When Minneapolis mom Stephanie Brodegard leaves the grocery store, people do a double take.
Brodegard doesn't load the groceries — and her three kids — into the family minivan. Instead, they're all loaded on her cargo bike.
When she hitches a trailer to the bike, she can carry even more. "I can haul up to five kids or my three kids and a bunch of groceries," she said.
The bikes — "long tails" with an extended frame behind the seat or "front-loaders" with a big, low-slung bin in front of the handlebars — are being used by local riders to haul the bulky, heavy, everyday stuff of life: bags of compost, kegs of beer, barbecue grills, coolers, lawn mowers, boxes of cat litter, Costco-sized bales of toilet paper, even other bikes.

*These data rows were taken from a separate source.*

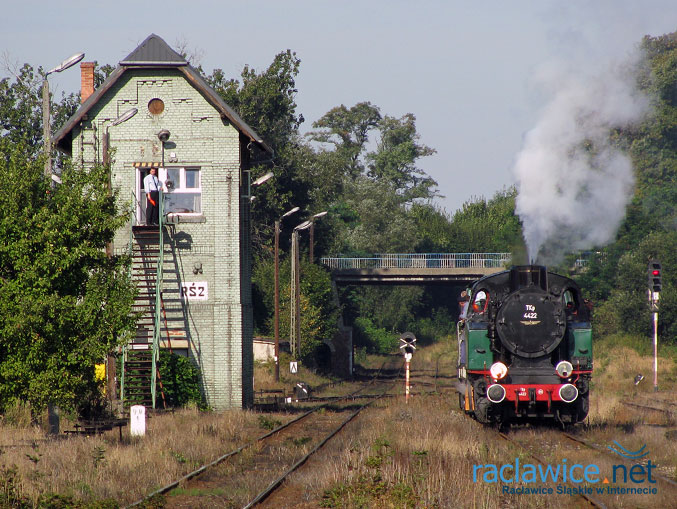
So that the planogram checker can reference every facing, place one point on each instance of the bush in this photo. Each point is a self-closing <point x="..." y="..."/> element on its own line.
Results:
<point x="180" y="380"/>
<point x="376" y="340"/>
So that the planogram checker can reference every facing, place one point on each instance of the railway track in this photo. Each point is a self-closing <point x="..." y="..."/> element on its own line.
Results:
<point x="284" y="449"/>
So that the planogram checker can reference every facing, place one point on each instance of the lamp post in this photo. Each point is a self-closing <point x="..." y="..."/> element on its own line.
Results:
<point x="312" y="233"/>
<point x="277" y="291"/>
<point x="69" y="62"/>
<point x="295" y="318"/>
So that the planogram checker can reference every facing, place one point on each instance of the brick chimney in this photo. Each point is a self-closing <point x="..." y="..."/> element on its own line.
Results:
<point x="86" y="80"/>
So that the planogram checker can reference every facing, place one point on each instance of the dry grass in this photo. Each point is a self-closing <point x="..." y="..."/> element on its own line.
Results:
<point x="102" y="467"/>
<point x="419" y="454"/>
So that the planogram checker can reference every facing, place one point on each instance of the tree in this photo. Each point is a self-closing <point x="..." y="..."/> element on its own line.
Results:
<point x="347" y="129"/>
<point x="64" y="305"/>
<point x="396" y="156"/>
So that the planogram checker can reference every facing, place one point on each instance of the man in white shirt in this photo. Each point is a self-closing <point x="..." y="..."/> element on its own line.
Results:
<point x="151" y="184"/>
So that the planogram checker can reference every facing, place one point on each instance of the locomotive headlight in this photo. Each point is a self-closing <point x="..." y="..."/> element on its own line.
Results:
<point x="496" y="393"/>
<point x="568" y="393"/>
<point x="498" y="370"/>
<point x="564" y="369"/>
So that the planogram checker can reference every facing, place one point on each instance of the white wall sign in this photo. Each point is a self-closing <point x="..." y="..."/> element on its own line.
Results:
<point x="195" y="290"/>
<point x="137" y="420"/>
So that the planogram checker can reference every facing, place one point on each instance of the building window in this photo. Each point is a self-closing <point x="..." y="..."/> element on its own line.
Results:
<point x="184" y="191"/>
<point x="156" y="106"/>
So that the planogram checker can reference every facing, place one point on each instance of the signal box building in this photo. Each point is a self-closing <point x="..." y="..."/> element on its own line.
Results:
<point x="193" y="273"/>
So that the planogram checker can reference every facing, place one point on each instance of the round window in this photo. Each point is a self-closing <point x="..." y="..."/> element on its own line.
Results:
<point x="156" y="106"/>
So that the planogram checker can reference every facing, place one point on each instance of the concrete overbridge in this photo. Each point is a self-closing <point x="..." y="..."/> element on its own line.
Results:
<point x="415" y="269"/>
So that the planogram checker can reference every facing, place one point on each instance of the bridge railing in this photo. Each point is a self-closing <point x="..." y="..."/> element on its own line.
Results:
<point x="419" y="260"/>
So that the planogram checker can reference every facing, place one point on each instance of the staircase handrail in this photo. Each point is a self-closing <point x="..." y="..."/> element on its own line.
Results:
<point x="158" y="296"/>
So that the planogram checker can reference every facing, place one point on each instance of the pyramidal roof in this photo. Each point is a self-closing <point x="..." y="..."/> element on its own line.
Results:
<point x="154" y="51"/>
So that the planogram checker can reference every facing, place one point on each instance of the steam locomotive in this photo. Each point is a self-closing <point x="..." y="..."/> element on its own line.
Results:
<point x="525" y="348"/>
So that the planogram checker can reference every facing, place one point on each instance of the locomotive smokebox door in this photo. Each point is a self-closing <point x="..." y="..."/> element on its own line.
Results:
<point x="531" y="323"/>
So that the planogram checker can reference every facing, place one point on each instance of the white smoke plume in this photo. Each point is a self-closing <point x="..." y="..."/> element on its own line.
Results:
<point x="573" y="183"/>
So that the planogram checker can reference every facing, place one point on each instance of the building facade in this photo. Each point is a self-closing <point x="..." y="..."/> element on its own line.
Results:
<point x="203" y="151"/>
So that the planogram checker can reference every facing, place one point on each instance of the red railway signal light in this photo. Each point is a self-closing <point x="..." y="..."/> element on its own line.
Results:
<point x="654" y="273"/>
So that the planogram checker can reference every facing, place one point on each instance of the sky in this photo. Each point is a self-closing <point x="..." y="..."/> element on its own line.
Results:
<point x="466" y="70"/>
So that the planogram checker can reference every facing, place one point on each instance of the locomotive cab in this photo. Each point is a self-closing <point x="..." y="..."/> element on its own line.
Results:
<point x="525" y="348"/>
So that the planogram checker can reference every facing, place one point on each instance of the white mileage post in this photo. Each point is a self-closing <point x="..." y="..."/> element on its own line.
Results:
<point x="408" y="346"/>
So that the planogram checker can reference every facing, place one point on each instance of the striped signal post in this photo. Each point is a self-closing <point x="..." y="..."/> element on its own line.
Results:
<point x="655" y="285"/>
<point x="408" y="347"/>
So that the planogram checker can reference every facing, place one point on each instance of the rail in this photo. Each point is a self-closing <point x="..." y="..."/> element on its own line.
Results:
<point x="419" y="260"/>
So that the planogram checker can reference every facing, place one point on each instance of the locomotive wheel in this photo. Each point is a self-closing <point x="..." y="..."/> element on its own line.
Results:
<point x="582" y="408"/>
<point x="482" y="406"/>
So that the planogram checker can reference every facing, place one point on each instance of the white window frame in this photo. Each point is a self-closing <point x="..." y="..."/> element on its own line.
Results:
<point x="180" y="188"/>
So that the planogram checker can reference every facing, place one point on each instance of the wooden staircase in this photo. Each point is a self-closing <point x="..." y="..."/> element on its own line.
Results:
<point x="138" y="357"/>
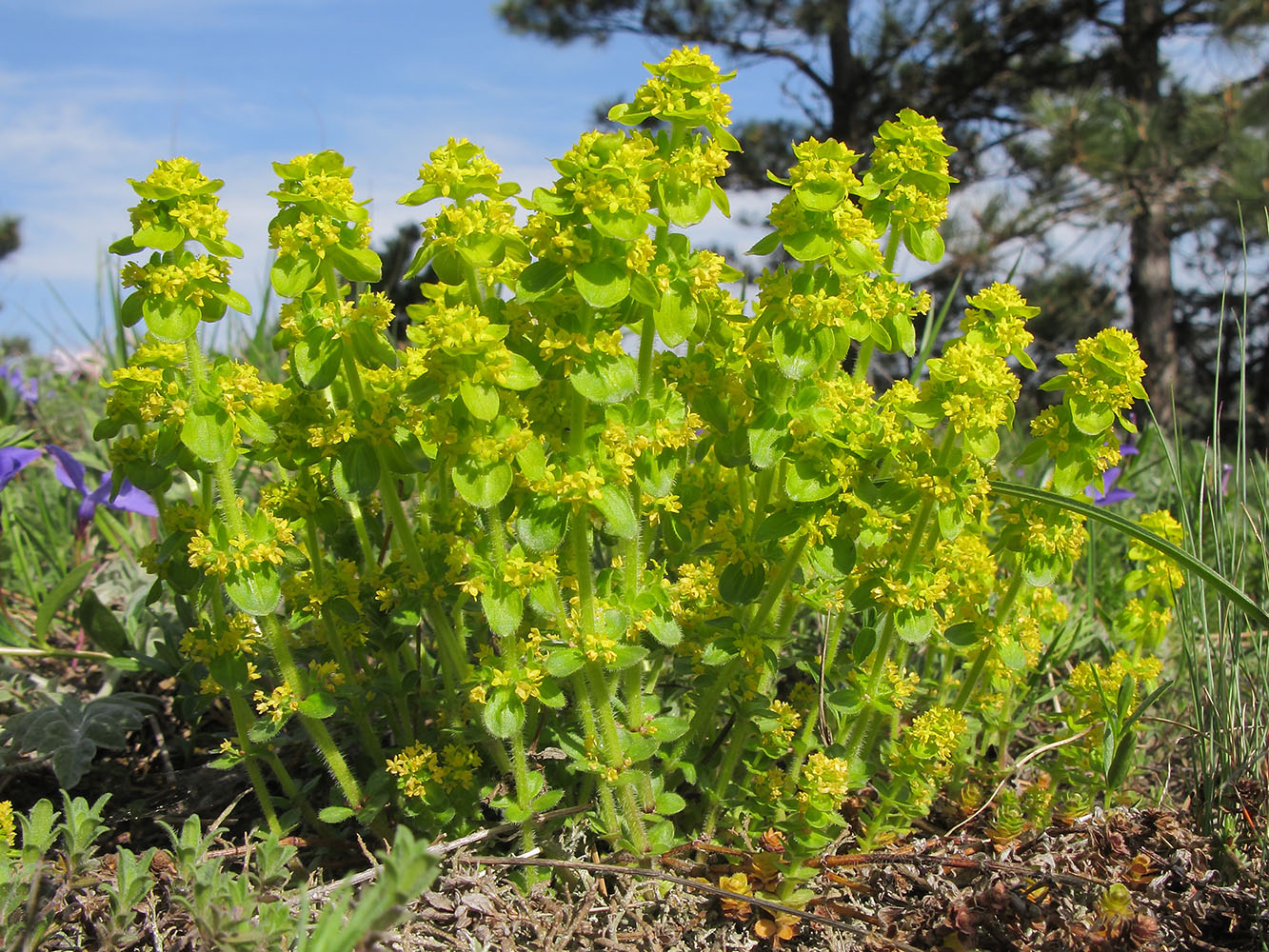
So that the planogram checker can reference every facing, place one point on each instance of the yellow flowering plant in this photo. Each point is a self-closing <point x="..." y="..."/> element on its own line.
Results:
<point x="601" y="532"/>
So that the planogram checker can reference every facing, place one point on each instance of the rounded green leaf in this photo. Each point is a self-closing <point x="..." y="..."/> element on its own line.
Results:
<point x="541" y="524"/>
<point x="208" y="433"/>
<point x="480" y="399"/>
<point x="171" y="322"/>
<point x="740" y="585"/>
<point x="481" y="483"/>
<point x="614" y="506"/>
<point x="674" y="318"/>
<point x="602" y="284"/>
<point x="504" y="712"/>
<point x="519" y="373"/>
<point x="564" y="662"/>
<point x="605" y="379"/>
<point x="256" y="593"/>
<point x="504" y="608"/>
<point x="335" y="814"/>
<point x="319" y="704"/>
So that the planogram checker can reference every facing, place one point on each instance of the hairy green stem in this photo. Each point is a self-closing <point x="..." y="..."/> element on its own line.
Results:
<point x="1004" y="605"/>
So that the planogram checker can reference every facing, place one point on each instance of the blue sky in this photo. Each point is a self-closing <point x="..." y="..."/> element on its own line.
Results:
<point x="92" y="91"/>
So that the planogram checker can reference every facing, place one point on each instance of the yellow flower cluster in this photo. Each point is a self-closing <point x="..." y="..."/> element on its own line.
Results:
<point x="684" y="88"/>
<point x="1082" y="682"/>
<point x="1107" y="369"/>
<point x="458" y="163"/>
<point x="243" y="552"/>
<point x="190" y="204"/>
<point x="8" y="829"/>
<point x="941" y="729"/>
<point x="277" y="704"/>
<point x="823" y="775"/>
<point x="237" y="636"/>
<point x="419" y="765"/>
<point x="188" y="278"/>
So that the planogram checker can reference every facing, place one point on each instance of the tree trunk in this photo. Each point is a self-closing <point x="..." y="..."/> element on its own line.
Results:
<point x="1150" y="296"/>
<point x="1150" y="251"/>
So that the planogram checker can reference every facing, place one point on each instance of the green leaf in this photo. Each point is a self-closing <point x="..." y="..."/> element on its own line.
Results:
<point x="336" y="814"/>
<point x="674" y="318"/>
<point x="913" y="626"/>
<point x="614" y="506"/>
<point x="171" y="322"/>
<point x="481" y="483"/>
<point x="1013" y="655"/>
<point x="564" y="662"/>
<point x="264" y="730"/>
<point x="355" y="263"/>
<point x="553" y="204"/>
<point x="292" y="276"/>
<point x="159" y="238"/>
<point x="925" y="244"/>
<point x="684" y="202"/>
<point x="602" y="284"/>
<point x="963" y="635"/>
<point x="519" y="373"/>
<point x="540" y="280"/>
<point x="669" y="803"/>
<point x="320" y="704"/>
<point x="670" y="729"/>
<point x="808" y="246"/>
<point x="765" y="246"/>
<point x="768" y="441"/>
<point x="355" y="471"/>
<point x="820" y="194"/>
<point x="605" y="379"/>
<point x="532" y="460"/>
<point x="480" y="398"/>
<point x="627" y="657"/>
<point x="102" y="625"/>
<point x="1117" y="772"/>
<point x="666" y="631"/>
<point x="255" y="593"/>
<point x="742" y="585"/>
<point x="504" y="712"/>
<point x="778" y="525"/>
<point x="315" y="360"/>
<point x="541" y="524"/>
<point x="57" y="597"/>
<point x="800" y="350"/>
<point x="803" y="483"/>
<point x="622" y="225"/>
<point x="208" y="433"/>
<point x="504" y="608"/>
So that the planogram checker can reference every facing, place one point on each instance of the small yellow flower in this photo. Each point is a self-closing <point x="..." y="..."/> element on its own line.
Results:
<point x="8" y="829"/>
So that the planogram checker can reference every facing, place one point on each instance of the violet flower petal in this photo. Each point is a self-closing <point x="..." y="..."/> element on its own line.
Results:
<point x="68" y="470"/>
<point x="12" y="459"/>
<point x="129" y="498"/>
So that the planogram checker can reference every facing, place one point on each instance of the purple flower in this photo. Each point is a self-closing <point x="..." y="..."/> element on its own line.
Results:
<point x="12" y="459"/>
<point x="69" y="472"/>
<point x="1109" y="494"/>
<point x="26" y="387"/>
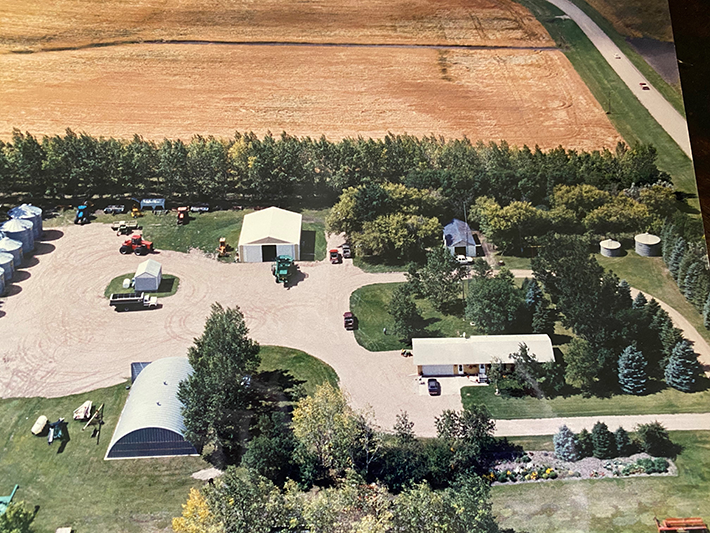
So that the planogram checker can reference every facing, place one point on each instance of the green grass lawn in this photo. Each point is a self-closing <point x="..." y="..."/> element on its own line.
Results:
<point x="168" y="286"/>
<point x="667" y="401"/>
<point x="629" y="117"/>
<point x="303" y="367"/>
<point x="77" y="487"/>
<point x="369" y="304"/>
<point x="612" y="505"/>
<point x="650" y="275"/>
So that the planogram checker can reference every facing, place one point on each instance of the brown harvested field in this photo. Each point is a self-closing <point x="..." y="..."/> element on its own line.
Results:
<point x="523" y="96"/>
<point x="36" y="25"/>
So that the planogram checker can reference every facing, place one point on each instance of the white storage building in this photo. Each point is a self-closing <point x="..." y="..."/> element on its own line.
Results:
<point x="270" y="233"/>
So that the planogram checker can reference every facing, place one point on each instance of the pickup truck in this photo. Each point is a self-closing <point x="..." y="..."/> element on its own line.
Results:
<point x="132" y="301"/>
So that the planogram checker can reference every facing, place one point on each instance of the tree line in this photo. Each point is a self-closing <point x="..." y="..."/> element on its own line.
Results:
<point x="286" y="168"/>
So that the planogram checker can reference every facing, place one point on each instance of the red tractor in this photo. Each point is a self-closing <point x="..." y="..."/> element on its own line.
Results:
<point x="137" y="245"/>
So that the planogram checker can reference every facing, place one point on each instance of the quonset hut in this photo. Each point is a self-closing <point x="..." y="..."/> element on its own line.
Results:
<point x="31" y="213"/>
<point x="610" y="248"/>
<point x="20" y="230"/>
<point x="648" y="245"/>
<point x="151" y="423"/>
<point x="13" y="247"/>
<point x="7" y="265"/>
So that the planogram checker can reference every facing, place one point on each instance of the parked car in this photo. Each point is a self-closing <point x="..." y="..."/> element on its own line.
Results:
<point x="349" y="321"/>
<point x="434" y="387"/>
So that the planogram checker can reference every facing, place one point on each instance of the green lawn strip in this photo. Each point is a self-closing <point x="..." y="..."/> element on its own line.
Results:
<point x="650" y="275"/>
<point x="611" y="505"/>
<point x="168" y="286"/>
<point x="369" y="304"/>
<point x="630" y="118"/>
<point x="667" y="401"/>
<point x="77" y="487"/>
<point x="302" y="367"/>
<point x="667" y="91"/>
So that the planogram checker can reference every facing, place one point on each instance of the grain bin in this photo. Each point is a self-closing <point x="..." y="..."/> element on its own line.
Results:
<point x="31" y="213"/>
<point x="7" y="265"/>
<point x="20" y="230"/>
<point x="610" y="248"/>
<point x="12" y="247"/>
<point x="648" y="245"/>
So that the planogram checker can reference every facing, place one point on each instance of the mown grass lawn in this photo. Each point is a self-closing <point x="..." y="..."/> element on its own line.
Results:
<point x="168" y="286"/>
<point x="666" y="401"/>
<point x="650" y="275"/>
<point x="633" y="121"/>
<point x="612" y="505"/>
<point x="369" y="304"/>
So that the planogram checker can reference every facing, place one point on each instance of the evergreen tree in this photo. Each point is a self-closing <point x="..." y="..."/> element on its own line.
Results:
<point x="565" y="444"/>
<point x="683" y="368"/>
<point x="632" y="371"/>
<point x="603" y="441"/>
<point x="639" y="301"/>
<point x="623" y="442"/>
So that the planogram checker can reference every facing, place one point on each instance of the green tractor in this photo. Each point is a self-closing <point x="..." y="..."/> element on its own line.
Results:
<point x="283" y="269"/>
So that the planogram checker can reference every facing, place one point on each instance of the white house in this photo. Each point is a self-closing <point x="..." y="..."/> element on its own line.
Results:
<point x="473" y="356"/>
<point x="269" y="233"/>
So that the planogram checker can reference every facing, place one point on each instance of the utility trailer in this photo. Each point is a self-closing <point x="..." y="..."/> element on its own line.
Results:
<point x="131" y="301"/>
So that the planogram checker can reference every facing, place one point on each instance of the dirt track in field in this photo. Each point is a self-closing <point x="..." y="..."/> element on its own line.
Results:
<point x="61" y="337"/>
<point x="157" y="91"/>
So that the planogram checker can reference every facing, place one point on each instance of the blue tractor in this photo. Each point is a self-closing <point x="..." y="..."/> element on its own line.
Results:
<point x="82" y="214"/>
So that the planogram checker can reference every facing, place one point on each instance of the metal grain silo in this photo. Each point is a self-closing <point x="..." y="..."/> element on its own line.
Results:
<point x="610" y="248"/>
<point x="648" y="245"/>
<point x="20" y="230"/>
<point x="13" y="247"/>
<point x="7" y="265"/>
<point x="31" y="213"/>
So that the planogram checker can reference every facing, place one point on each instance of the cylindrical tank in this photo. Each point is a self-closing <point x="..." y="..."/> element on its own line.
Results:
<point x="31" y="213"/>
<point x="12" y="247"/>
<point x="20" y="230"/>
<point x="648" y="245"/>
<point x="7" y="265"/>
<point x="610" y="248"/>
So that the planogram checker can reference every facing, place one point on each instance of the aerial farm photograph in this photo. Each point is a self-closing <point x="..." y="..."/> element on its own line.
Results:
<point x="349" y="266"/>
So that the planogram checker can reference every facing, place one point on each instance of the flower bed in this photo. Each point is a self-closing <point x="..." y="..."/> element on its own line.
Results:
<point x="542" y="466"/>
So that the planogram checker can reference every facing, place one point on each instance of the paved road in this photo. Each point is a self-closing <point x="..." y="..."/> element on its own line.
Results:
<point x="549" y="426"/>
<point x="664" y="113"/>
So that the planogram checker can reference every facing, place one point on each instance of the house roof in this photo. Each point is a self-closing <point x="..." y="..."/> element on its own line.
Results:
<point x="479" y="349"/>
<point x="457" y="231"/>
<point x="271" y="226"/>
<point x="153" y="402"/>
<point x="149" y="268"/>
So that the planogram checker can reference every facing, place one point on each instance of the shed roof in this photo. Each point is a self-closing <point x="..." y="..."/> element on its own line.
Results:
<point x="150" y="268"/>
<point x="153" y="402"/>
<point x="458" y="231"/>
<point x="480" y="349"/>
<point x="271" y="226"/>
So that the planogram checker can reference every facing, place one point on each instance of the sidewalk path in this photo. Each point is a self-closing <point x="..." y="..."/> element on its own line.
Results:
<point x="664" y="113"/>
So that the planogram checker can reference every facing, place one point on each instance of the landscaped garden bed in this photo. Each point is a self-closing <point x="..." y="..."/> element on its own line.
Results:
<point x="544" y="466"/>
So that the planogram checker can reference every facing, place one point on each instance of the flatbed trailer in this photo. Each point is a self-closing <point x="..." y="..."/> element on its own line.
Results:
<point x="131" y="301"/>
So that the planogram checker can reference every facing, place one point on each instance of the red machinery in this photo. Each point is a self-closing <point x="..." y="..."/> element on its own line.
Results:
<point x="137" y="245"/>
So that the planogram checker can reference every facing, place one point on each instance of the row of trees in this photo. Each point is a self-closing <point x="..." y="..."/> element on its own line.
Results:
<point x="285" y="167"/>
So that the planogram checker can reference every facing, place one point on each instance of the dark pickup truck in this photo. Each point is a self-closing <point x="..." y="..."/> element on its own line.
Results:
<point x="133" y="300"/>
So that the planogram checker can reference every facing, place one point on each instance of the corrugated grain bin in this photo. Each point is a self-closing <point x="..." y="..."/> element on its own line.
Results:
<point x="29" y="212"/>
<point x="610" y="248"/>
<point x="7" y="265"/>
<point x="648" y="245"/>
<point x="20" y="230"/>
<point x="13" y="247"/>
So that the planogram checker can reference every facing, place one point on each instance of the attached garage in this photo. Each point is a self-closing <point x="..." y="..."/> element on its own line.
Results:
<point x="151" y="423"/>
<point x="269" y="233"/>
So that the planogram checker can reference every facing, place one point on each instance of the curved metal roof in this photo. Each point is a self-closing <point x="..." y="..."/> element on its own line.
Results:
<point x="152" y="402"/>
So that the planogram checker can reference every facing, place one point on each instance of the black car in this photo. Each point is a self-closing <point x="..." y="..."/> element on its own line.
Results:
<point x="434" y="387"/>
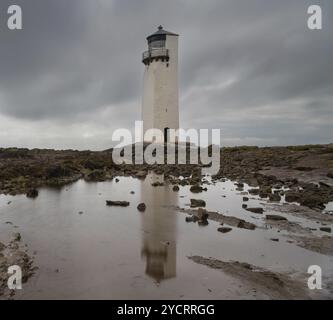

Surprisingly, they're proving especially popular with families, who see them as two-wheeled minivans.
Rob DeHoff, owner of Varsity Bike and Transit in the Dinkytown area of Minneapolis, said the decision to buy a cargo bike is largely driven by moms. "It's women who say, 'I don't want to have to drive,' " he said.
Some families are using them to downsize from two cars to one. Others, such as the Brodegards, are relying on the two-wheeled haulers to replace the family car altogether. At least for a little while.
Brodegard, her husband, Bill, and their three kids — Grant, 6; Darcy, 4; and Lewis, 1 — are halfway through what they're calling "the bike year."